OSR: What is your favourite season?

Knowler: In general, I love early spring when the trees are getting all excited and it feels like the weight of winter is lifting, but summer in Brixton is hard to beat. Walking around the market on a sunny day, hearing the buskers outside the tube station and hearing live reggae in Brockwell Park at the Lambeth Country Show. Every season has its charms, but the goths reading this will be disappointed to hear me say that winter, generally speaking, gets on my flippin’ nerves after a while. Sorry goths, I love you really.

OSR: What is your favourite review to date?

Knowler: Well, The Shining Tongues is still young (even if I’m not) so there haven’t been many yet. Analogue Trash compared our single ‘Make Us Eat’ to an Ennio Morricone soundtrack which was extremely high praise. My favourite review ever though has to be a drunk guy at an Infinite Three show who told us we sounded like “a jazz version of Killing Joke”
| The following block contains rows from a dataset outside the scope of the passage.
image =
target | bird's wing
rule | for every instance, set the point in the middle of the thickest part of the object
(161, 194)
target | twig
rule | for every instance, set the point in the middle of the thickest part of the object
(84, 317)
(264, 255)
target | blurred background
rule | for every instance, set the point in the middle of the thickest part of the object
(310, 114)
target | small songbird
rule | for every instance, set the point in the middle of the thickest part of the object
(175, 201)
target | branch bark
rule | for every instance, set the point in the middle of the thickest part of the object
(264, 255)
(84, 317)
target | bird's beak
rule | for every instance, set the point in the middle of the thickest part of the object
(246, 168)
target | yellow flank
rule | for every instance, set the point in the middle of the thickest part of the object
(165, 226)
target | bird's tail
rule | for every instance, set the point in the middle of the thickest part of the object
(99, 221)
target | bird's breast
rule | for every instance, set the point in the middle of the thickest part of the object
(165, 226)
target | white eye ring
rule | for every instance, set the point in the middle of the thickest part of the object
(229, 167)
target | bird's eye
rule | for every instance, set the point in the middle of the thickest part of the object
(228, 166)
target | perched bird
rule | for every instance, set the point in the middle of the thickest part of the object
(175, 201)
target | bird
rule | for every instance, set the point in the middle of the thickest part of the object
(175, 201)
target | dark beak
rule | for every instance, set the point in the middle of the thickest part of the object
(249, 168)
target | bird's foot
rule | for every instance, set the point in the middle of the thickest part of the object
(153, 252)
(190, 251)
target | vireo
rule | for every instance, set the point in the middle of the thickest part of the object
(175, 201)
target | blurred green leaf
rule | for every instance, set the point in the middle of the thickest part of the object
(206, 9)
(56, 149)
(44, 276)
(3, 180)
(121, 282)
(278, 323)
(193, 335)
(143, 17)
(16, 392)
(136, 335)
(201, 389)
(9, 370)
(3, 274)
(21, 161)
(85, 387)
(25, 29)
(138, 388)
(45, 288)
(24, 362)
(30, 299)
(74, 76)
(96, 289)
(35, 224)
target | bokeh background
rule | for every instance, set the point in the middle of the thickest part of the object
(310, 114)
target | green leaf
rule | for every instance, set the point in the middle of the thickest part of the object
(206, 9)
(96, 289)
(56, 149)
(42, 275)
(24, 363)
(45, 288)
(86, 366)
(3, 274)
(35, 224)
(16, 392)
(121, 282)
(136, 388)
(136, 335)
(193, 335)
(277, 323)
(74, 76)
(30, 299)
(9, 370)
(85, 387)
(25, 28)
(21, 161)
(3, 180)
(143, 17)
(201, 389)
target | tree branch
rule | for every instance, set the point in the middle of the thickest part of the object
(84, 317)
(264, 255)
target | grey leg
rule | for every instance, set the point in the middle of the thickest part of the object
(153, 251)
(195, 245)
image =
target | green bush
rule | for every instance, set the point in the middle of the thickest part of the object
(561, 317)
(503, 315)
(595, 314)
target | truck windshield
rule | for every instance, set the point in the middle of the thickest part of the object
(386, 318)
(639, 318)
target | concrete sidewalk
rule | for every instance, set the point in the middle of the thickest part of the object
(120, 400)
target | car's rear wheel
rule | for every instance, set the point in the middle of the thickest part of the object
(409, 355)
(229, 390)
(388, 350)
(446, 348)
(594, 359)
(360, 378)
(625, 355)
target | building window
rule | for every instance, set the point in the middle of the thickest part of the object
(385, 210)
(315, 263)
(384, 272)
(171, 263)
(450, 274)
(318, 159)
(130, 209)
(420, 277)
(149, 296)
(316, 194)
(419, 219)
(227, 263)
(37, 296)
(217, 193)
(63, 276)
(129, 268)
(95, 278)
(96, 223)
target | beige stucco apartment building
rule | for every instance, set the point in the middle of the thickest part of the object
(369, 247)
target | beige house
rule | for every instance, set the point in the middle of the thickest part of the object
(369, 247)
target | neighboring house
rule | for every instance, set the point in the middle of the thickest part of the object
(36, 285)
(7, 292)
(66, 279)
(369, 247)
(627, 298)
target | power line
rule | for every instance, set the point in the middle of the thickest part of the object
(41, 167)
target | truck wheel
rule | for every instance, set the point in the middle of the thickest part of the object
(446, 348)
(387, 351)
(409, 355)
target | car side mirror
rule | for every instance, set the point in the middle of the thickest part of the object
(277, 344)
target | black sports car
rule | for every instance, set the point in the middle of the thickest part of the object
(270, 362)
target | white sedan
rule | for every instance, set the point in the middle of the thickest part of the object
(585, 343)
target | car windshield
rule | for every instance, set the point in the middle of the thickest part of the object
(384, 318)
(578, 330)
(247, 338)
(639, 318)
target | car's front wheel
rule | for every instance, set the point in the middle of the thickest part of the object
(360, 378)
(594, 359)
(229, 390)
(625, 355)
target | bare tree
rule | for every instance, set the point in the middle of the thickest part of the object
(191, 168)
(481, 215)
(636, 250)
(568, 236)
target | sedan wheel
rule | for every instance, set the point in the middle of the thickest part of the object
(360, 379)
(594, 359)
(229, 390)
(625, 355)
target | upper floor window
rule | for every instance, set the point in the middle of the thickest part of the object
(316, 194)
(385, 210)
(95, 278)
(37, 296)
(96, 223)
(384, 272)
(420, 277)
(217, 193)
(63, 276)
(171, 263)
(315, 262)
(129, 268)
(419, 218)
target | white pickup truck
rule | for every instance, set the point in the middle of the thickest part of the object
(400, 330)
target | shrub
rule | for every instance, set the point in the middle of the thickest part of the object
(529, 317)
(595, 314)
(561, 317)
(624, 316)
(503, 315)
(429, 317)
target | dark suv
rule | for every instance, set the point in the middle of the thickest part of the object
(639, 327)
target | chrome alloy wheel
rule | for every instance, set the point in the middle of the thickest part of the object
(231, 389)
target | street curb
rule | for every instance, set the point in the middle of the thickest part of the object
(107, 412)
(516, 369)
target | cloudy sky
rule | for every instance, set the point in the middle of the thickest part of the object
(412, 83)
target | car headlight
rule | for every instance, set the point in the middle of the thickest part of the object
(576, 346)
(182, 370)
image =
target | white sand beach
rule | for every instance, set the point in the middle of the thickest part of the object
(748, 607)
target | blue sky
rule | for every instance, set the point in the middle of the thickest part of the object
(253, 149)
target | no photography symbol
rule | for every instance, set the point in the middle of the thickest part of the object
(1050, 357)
OSR: What do you think is the best way to discover new music nowadays?

Knowler: I’ve enjoyed hopping from recommendation to recommendation on Bandcamp album pages. Bandcamp is one of the few music services that seems to genuinely care about artists these days and there’s a wealth of interesting stuff there.  I’d also recommend Loose Canon, a show on 6 Towns Radio in the UK (which of course you can listen to online).  The Wire magazine is still a good resource for new music, as are KEXP in Seattle and BBC6 Music here in the UK.
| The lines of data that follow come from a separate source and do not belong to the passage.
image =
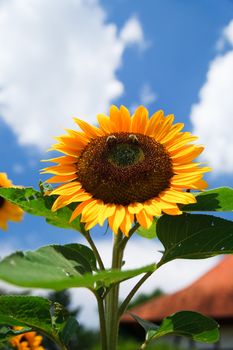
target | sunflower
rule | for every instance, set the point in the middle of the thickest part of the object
(8, 211)
(130, 168)
(27, 341)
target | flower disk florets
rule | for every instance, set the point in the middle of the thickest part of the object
(129, 168)
(121, 169)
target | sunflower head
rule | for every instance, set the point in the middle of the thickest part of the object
(129, 168)
(8, 211)
(27, 341)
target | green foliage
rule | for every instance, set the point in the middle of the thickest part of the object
(60, 267)
(36, 313)
(184, 323)
(194, 236)
(149, 233)
(218, 199)
(142, 298)
(36, 203)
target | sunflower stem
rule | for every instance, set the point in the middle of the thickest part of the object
(103, 333)
(112, 299)
(127, 300)
(95, 250)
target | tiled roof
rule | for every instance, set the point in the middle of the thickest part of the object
(212, 295)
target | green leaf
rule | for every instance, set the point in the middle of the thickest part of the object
(60, 267)
(33, 313)
(35, 203)
(184, 323)
(148, 233)
(218, 199)
(194, 236)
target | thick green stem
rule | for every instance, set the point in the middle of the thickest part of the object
(87, 235)
(103, 333)
(112, 319)
(127, 300)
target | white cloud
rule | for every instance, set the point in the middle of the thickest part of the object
(58, 58)
(212, 116)
(132, 33)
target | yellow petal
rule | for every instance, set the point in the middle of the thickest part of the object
(68, 188)
(173, 211)
(59, 178)
(135, 208)
(127, 223)
(154, 122)
(144, 219)
(151, 207)
(107, 211)
(116, 219)
(105, 123)
(139, 120)
(174, 196)
(78, 210)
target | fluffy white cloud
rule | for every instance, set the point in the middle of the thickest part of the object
(212, 116)
(58, 58)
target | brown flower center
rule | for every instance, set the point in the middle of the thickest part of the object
(2, 200)
(124, 168)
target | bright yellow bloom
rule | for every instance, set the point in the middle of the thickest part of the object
(8, 211)
(27, 341)
(127, 169)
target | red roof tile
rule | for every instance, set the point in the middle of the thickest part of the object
(212, 295)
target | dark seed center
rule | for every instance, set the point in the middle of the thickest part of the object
(123, 168)
(2, 200)
(125, 154)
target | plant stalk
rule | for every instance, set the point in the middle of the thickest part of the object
(103, 333)
(112, 299)
(87, 235)
(127, 300)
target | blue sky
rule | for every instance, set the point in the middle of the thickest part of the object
(64, 58)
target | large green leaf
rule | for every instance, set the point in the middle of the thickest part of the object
(36, 203)
(218, 199)
(34, 313)
(60, 267)
(184, 323)
(148, 233)
(194, 236)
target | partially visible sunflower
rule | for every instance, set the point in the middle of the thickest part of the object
(127, 169)
(8, 211)
(27, 341)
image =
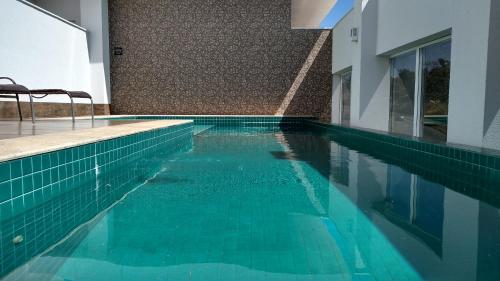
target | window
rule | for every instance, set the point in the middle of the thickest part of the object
(345, 110)
(435, 90)
(419, 92)
(402, 94)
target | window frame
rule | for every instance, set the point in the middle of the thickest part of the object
(418, 110)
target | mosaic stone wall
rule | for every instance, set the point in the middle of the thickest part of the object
(214, 57)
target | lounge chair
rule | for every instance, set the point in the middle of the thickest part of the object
(71, 94)
(12, 91)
OSR: Do you have any future plans?

Knowler: My extremely long-term plan is to dissolve into a miasmic cloud of elementary particles and be subsumed into a black-hole which will, in turn, eventually dissipate into nothingness in accordance with the second law of thermodynamics.  Much shorter-term plans involve finishing the writing and recording for the debut album. We have well over an album’s worth of songs to choose from now, so I just have to knuckle down and finish off some lyrics and start work on the recordings. Depending on what happens with this dreaded virus, there’s still an intention to form a live version of The Shining Tongues and to perform some shows later this year – cross your fingers!